On 26/08/16 1:43 PM, MarLinn via Haskell-Cafe wrote:
Calculating the binary logarithm of an integer is a search for the least significant bit. For integers, that's either a build-in or a binary search.
The binary log of an integer is close to the location of the MOST significant bit. (Common Lisp, see HAULONG. Smalltalk, see #highBit.) Some machines have hardware for "Count Leading Zeros" that can be used to get this. BUT that's still not the binary logarithm. 4 and 5 have their most significant bit in the same place, but do not have the same base-2 logarithm. log2(4) = 2.0000000000000000 log2(5) = 2.3219280948873622 Realistically, the hard part happens *after* you find the most significant bit. For floating point values, you already know where that bit is
because the exponent tells you (modulo some edge cases and an offset).
That's not the hard part. In the open source libm, log() is 104 SLOC of C, while log2() is 119 SLOC of C. In both of them, extracting the exponent from the floating point number is indeed just a couple of lines.
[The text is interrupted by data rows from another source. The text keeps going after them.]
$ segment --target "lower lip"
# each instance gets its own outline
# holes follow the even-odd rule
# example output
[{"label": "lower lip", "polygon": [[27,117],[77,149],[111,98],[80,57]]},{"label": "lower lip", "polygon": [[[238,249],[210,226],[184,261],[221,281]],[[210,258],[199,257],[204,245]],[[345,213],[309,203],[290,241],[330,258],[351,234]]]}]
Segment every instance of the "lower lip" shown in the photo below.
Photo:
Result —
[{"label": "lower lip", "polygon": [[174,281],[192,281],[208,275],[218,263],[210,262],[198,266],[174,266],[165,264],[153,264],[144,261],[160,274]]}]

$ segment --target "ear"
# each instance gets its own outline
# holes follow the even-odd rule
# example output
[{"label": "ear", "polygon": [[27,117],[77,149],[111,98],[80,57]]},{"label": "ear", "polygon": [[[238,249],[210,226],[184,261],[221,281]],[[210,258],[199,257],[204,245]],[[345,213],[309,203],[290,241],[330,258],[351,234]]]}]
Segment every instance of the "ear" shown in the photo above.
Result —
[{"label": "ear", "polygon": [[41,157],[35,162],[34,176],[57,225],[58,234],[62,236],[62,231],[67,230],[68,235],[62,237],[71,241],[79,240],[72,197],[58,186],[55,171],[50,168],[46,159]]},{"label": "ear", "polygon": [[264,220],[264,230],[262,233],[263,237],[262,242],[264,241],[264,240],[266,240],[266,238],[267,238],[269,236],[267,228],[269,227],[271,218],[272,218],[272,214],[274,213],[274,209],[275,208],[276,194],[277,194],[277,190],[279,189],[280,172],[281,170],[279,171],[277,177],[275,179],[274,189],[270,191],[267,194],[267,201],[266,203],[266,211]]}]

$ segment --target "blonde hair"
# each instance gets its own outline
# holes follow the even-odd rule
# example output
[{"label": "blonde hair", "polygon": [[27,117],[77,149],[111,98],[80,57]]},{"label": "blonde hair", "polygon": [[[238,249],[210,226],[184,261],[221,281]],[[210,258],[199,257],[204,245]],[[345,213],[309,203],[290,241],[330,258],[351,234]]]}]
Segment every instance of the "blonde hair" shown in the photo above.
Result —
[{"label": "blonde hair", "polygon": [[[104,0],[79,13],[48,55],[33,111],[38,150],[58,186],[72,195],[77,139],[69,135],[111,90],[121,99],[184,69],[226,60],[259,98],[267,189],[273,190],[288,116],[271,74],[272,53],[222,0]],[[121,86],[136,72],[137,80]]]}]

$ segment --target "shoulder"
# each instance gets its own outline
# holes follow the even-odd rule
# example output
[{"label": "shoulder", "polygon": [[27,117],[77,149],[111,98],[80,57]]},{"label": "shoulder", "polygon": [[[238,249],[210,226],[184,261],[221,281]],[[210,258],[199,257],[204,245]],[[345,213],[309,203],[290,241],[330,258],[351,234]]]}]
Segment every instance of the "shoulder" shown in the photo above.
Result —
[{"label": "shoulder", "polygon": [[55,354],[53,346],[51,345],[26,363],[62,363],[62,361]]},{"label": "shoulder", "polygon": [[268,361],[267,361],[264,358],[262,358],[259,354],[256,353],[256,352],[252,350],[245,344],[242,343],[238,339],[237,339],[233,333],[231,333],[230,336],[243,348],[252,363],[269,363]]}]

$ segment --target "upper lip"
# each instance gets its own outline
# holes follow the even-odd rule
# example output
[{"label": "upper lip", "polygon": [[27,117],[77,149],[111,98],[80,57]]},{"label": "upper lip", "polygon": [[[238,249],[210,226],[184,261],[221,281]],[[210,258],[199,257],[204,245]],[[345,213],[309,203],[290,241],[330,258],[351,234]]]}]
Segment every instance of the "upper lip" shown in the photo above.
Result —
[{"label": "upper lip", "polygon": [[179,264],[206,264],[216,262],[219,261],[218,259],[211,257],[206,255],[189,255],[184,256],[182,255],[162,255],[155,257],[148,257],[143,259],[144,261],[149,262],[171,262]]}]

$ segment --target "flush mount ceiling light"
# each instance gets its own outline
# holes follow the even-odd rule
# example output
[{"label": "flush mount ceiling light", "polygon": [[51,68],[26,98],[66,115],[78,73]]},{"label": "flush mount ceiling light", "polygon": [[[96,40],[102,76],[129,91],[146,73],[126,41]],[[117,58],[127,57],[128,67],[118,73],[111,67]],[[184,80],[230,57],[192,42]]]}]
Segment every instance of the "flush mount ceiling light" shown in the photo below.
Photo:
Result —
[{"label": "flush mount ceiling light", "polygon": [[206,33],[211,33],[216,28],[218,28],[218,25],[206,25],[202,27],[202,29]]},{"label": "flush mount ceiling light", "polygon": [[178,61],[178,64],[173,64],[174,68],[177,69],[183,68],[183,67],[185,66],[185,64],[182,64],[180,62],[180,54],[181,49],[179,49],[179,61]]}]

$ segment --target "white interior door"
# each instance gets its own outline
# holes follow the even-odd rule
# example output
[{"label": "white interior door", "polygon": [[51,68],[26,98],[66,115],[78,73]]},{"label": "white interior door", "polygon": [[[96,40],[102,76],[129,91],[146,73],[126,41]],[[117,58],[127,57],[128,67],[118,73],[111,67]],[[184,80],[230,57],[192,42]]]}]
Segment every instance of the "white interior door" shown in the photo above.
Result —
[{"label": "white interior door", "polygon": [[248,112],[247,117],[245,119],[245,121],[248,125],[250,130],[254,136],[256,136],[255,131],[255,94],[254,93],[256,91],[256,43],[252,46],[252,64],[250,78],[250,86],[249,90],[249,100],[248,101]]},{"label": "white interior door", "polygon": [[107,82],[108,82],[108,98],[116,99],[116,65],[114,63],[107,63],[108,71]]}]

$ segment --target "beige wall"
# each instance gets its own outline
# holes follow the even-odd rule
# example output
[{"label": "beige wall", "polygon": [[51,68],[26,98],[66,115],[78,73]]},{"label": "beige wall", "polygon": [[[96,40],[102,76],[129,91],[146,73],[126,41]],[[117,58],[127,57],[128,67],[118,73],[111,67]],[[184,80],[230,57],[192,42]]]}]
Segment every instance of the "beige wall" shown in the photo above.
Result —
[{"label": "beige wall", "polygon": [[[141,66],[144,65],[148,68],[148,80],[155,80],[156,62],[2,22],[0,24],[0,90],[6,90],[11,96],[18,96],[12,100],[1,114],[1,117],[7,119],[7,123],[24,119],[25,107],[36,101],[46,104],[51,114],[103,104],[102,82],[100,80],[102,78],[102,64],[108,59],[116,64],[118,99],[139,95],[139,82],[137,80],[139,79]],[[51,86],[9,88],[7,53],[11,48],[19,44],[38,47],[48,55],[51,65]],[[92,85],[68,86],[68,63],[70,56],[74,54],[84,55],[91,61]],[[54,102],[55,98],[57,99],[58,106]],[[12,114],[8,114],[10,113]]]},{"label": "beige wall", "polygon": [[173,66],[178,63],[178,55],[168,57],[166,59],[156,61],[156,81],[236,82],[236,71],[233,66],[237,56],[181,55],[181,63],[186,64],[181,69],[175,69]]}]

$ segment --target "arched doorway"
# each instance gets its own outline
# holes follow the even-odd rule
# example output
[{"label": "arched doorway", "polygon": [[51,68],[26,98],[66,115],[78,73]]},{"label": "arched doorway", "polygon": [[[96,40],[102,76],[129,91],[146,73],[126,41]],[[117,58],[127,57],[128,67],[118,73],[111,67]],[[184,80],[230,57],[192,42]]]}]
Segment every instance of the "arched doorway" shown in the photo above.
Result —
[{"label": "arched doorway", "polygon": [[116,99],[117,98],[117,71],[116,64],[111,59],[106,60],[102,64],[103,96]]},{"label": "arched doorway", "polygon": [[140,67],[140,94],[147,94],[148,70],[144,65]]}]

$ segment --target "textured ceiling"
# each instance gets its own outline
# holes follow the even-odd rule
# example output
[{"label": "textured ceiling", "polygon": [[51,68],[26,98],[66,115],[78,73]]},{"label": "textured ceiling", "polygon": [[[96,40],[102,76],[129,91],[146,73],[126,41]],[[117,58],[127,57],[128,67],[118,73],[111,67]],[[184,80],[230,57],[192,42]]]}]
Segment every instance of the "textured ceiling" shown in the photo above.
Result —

It's everything ELSE that's hard. Getting below 0.90 ULP of error is not easy. It's worth noting that these days the standard C library has log1p() and log() -- both base e -- and also log2 and log10. But that's recent; the C library used to include just log().
That should still be faster than even the division operation alone that you otherwise need to combine the two values. Divisions are expensive, too. (interesting fact: Java uses a seven-fingered merge sort with bit-shift-trickery to approximate a division by seven because the division is so damn expensive)
Java was designed by a company that left integer division entirely out of the hardware of their machine (SPARC V7). While this was fixed in SPARC V8, some experiences leave scars. For what it's worth, gcc and other C compilers have been optimising integer divisions by known constants into shifts and adds/subtracts for a long time. The bit-shift trickery may well be an idea whose time has gone. What this has to do with FLOATING-POINT divisions is not clear. Looking at all the work that log() -- or log2() -- has to do makes me think that a Haskell program that could NOTICE an extra floating-point division would be a very unusual Haskell program indeed.
So sorry, I don't believe that claim of yours. I'm not sure about your second claim either. Maybe natural logarithms are used more often, maybe not. I don't have any numbers either way and I don't read enough papers to have a feeling what the scientific community uses.
Natural logarithms have some rather pleasant mathematical properties. log10 is nice for human beings, but that's a user interface issue more than actual calculation. log2 is useful if you are calculating "information", but even then, for most purposes other than user output measuring information in nats is just as good as measuring in bits.